Located at 985 W. Parkins Mill Road in Frederick County — just southeast of Winchester — the park has more than 200 mammals, birds and reptiles.
A lion and a tiger are two of the park’s biggest attractions. But it would lose the animals under the “Big Cats and Public Safety Protection Act,” introduced in both the U.S. House and Senate this year with bipartisan sponsors.
The legislation has been described as a response to an Oct. 18, 2011, incident in Zanesville, Ohio, where a local resident released dozens of exotic animals — including lions, tigers, bears, wolves and monkeys — before committing suicide. Law enforcement officers had to kill many of the freed animals.

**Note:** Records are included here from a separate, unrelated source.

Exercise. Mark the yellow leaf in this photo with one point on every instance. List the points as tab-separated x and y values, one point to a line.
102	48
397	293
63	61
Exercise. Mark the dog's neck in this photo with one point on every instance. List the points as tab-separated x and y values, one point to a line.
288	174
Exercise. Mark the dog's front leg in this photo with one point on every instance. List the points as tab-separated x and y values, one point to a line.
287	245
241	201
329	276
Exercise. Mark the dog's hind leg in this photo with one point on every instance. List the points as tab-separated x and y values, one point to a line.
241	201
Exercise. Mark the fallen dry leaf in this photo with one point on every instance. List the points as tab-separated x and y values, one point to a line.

A news release issued by the International Fund for Animal Welfare on Sept. 17 states: “It is estimated that there are 10,000 to 20,000 big cats currently held in private ownership in the U.S. In the past two decades, more than 300 dangerous incidents involving captive big cats have resulted in the deaths of 21 people (including five children) and close to 250 additional humans have been mauled or injured. In addition, scores of big cats have been killed.”

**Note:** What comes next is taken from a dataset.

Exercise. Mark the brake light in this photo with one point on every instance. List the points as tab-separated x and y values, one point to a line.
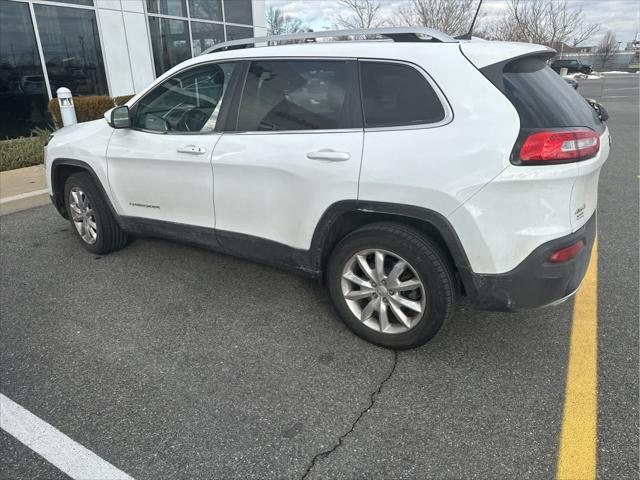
567	253
556	146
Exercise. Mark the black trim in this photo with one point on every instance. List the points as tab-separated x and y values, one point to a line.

The legislation calls for outlawing the possession of large cats such as lions and tigers by private individuals and many businesses, except at zoos and wildlife sanctuaries accredited by the Association of Zoos and Aquariums (AZA).

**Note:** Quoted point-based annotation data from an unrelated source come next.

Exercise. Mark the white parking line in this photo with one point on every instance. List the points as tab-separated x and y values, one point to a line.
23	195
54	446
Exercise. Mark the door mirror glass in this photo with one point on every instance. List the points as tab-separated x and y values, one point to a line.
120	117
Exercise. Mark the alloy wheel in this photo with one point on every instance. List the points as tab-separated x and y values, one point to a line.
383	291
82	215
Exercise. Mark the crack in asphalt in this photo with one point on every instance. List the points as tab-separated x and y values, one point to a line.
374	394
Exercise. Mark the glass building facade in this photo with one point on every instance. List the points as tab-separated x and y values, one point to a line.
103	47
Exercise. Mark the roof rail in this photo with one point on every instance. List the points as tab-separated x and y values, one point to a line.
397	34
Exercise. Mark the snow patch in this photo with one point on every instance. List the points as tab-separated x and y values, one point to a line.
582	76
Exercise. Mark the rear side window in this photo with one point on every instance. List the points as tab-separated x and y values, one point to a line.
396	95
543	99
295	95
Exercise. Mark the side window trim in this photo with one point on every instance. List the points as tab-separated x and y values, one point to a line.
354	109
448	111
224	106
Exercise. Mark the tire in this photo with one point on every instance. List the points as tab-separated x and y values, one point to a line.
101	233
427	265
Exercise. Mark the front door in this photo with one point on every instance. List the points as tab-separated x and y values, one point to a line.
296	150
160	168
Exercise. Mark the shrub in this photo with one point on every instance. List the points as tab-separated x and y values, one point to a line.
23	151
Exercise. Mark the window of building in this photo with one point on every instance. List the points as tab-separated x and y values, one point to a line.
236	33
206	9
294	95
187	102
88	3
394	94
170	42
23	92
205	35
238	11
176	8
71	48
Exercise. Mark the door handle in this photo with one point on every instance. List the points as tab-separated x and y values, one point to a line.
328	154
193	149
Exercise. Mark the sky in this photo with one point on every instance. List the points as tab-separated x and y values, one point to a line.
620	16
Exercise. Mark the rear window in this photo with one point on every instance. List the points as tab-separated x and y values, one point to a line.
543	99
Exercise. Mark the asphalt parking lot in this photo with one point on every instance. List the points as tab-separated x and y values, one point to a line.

Wilson’s Wild Animal Park does not have AZA accreditation.
If passed, Wilson said, the bill could be used to restrict ownership of other animals in addition to large cats — and that the restrictions would severely hamper his park’s profitability.
“[The proposal] would ban any large cats — lions, tigers, [even] bears, large primates, anything that [the government] would deem to be dangerous,” Wilson said. “Effectively, if that were ever to pass, it would basically close down every private zoo in the country, or at least prevent them from having anything that people will pay to come in to see.”
House Bill 4122 was referred to the House Committee on Natural Resources on March 1.
The Senate legislation was referred to the Senate Committee on Environment and Public Works on Sept. 13.
No additional action on the legislation has been scheduled and Congress has adjourned. The proposal would have to be reintroduced in the new Congress that is to convene early 2013.
Wilson’s Wild Animal Park currently has a young male lion and a young female white tiger, and there are plans to add a female lion cub and male tiger cub in the near future.
The white tiger, which was acquired recently, came from an owner in Ohio who could no longer keep it due to more restrictive laws being passed in that state.
The park’s wildlife also includes Himalayan bears, baboons and monkeys.
In the more than 30 years Wilson’s family has owned the park, he said there has never been an incident where a dangerous animal has escaped.
Animal parks and similar establishments across the country are currently regulated by the Animal and Plant Health Inspection Service, a division of the U.S. Department of Agriculture.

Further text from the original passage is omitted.